Hoping to make things right and get his mother to come home to stay, Ben has convinced his parents to allow him to visit her for a week. His mother’s home has no running water or electricity and is only accessible by canoe; upon arrival, Ben’s anxiety level is elevated by the prospect of using an outhouse, sleeping alone in a high loft, and eating unfamiliar food. But he is determined to show his mother that he’s changed, so he bravely conquers those issues, accompanies her on outings to her favorite spots, and offers to do some solo exploring each afternoon so his mother has time to work on her writing, all with the help of Sunshine. As the week goes by, Ben grapples with so many emotions as he tries to reconcile with the virtual stranger that is his mother – anger and fear mix with love and hope. The only topic that seems safe for the two of them is Sunshine; his mother accepts Sunshine’s presence, telling Ben that the dog is his daemon. And when disaster strikes the island during a terrible storm, it is Sunshine who helps bring Ben and his mom together.
Marion Dane Bauer has woven a heart-rending story of forgiveness and acceptance. Ben is such an endearing protagonist; he is trying so hard to figure out his mother and their relationship, when it shouldn’t be his responsibility. Even as most will be solidly on Ben’s team, one can’t help but empathize with his mother as well, when it is revealed the true reason that she left. The vivid descriptions of the wild setting and the sometimes frightening adventures will hold readers’ attention, as will the slow revelation of the truth about Sunshine (it takes a while to realize for sure that she is an imaginary dog).

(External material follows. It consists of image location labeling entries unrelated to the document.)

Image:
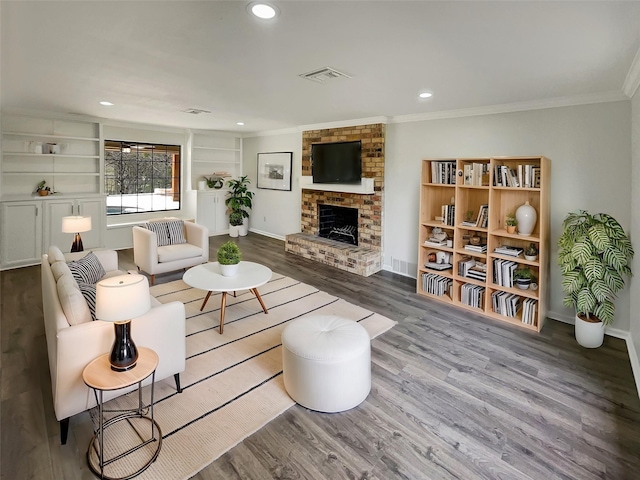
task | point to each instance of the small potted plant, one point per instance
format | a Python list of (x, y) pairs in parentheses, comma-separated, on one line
[(214, 181), (511, 223), (228, 257), (531, 252), (522, 277), (239, 201), (42, 189)]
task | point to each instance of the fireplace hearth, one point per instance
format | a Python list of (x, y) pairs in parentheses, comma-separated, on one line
[(338, 223)]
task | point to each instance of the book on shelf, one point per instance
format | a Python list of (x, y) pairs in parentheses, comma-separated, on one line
[(434, 243), (476, 248), (436, 284), (443, 172), (509, 250), (483, 216), (438, 266)]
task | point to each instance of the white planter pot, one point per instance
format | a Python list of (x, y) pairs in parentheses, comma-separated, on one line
[(244, 228), (588, 334), (229, 270), (526, 216)]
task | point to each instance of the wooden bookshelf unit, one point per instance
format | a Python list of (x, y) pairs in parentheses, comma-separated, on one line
[(469, 199)]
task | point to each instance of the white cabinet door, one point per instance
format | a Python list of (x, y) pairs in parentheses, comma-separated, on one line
[(212, 212), (21, 233)]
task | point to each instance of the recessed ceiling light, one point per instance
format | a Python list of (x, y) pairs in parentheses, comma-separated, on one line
[(263, 10)]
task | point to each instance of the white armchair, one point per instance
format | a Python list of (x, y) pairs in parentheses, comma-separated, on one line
[(153, 259), (72, 345)]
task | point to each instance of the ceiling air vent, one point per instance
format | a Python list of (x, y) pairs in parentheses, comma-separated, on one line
[(323, 74), (195, 111)]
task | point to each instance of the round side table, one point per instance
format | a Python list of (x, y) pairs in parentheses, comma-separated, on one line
[(99, 376)]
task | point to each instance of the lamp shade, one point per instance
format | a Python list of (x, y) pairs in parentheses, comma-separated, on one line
[(76, 224), (122, 298)]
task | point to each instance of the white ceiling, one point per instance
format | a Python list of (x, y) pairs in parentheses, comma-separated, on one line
[(154, 59)]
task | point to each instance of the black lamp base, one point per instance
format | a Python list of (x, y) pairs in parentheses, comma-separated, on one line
[(76, 246), (124, 353)]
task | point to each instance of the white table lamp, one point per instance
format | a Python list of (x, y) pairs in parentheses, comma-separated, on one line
[(76, 224), (118, 300)]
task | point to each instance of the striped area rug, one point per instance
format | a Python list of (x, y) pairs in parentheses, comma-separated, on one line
[(233, 384)]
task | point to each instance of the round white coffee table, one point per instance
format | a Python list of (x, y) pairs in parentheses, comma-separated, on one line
[(207, 277)]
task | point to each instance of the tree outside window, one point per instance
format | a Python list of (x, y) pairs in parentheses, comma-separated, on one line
[(141, 177)]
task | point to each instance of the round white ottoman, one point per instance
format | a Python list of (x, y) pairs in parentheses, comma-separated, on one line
[(326, 362)]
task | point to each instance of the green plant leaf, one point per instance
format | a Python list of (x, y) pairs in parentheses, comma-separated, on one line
[(594, 269)]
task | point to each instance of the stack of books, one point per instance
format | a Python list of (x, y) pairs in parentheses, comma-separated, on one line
[(503, 272), (529, 311), (476, 248), (443, 172), (438, 266), (509, 250), (472, 295), (436, 284), (507, 304)]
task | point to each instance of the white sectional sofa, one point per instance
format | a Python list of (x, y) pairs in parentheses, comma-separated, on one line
[(73, 340)]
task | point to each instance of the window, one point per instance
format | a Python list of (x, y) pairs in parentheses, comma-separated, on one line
[(141, 177)]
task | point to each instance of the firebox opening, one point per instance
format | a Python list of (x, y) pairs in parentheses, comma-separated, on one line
[(338, 223)]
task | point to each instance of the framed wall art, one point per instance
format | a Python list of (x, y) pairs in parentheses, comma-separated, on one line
[(274, 170)]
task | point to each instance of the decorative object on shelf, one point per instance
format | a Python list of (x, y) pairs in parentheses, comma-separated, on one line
[(523, 277), (526, 217), (511, 222), (239, 201), (76, 224), (228, 257), (215, 181), (118, 300), (531, 252), (274, 170), (595, 256), (42, 189)]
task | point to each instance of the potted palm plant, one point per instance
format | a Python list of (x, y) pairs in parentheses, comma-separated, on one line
[(228, 257), (594, 255), (239, 201)]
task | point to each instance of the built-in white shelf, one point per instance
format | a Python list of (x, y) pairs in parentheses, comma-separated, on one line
[(365, 187)]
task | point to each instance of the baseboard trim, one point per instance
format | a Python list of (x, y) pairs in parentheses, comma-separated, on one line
[(267, 234)]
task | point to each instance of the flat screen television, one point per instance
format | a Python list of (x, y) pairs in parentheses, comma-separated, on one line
[(338, 162)]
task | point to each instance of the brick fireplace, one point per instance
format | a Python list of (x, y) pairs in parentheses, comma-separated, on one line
[(365, 256)]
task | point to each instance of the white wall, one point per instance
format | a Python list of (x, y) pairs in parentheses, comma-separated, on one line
[(590, 154), (275, 212), (635, 231)]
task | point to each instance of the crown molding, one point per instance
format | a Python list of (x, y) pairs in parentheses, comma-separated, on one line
[(632, 82), (616, 96)]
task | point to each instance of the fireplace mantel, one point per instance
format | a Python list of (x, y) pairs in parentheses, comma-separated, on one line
[(364, 188)]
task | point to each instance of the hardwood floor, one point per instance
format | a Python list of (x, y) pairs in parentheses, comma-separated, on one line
[(454, 396)]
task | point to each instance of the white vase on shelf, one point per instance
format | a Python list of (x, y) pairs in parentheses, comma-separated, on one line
[(526, 216)]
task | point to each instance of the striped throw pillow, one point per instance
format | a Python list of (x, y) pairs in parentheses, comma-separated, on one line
[(176, 232), (161, 230), (88, 269)]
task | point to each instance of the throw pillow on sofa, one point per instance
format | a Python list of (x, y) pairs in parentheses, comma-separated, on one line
[(89, 293), (72, 301), (87, 270)]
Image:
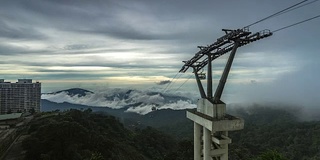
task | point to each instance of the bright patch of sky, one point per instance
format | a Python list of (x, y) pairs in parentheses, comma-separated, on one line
[(138, 44)]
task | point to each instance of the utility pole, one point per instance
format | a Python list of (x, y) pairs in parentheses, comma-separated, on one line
[(211, 123)]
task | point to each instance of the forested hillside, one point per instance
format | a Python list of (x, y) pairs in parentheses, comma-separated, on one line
[(84, 135), (274, 128), (269, 132)]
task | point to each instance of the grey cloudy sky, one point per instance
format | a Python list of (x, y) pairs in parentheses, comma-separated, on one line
[(138, 43)]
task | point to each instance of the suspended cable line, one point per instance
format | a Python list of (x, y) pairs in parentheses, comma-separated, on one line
[(296, 23), (297, 7), (170, 82), (183, 83), (277, 13), (173, 82)]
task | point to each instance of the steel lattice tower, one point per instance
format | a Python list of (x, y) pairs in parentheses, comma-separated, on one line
[(211, 123)]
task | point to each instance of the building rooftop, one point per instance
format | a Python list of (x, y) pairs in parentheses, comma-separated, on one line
[(10, 116)]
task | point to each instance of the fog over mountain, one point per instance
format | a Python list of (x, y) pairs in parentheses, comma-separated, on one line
[(138, 101)]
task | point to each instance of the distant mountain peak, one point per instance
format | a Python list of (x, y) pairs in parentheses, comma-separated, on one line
[(75, 91)]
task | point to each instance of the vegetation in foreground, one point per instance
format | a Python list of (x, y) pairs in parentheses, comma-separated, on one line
[(269, 134), (84, 135)]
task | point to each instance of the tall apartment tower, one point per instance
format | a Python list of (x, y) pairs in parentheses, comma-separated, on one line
[(21, 96)]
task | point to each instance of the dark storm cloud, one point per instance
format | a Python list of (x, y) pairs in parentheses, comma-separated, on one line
[(47, 34), (19, 32), (163, 82)]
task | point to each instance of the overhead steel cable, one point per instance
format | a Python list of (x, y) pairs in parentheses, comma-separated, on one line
[(277, 13), (309, 19), (173, 82), (297, 7), (170, 82), (183, 83)]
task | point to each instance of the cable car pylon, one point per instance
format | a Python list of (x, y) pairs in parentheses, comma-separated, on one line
[(211, 123)]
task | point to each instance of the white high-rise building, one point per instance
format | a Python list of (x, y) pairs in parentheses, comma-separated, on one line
[(21, 96)]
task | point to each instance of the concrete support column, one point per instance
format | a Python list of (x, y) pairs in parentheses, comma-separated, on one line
[(225, 156), (206, 144), (197, 141)]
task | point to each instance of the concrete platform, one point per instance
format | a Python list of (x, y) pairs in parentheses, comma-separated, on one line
[(226, 123)]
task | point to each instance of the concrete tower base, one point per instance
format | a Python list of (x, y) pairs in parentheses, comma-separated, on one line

Anything you did not like about the book? No
To whom would you recommend this book? A great choice for upper elementary fans of the author, or Katherine Applegate, and readers of wilderness adventures such as Pax, or classics by Paulsen, Jean George, or Will Hobbs.
Who should buy this book? Public and elementary school libraries
Where would you shelve it? Fiction
Should we (librarians) put this on the top of our “to read” piles? No
Reviewer’s Name, Library (or school), City: Leigh Russell King, Lincoln Street School, Northborough, Massachusetts.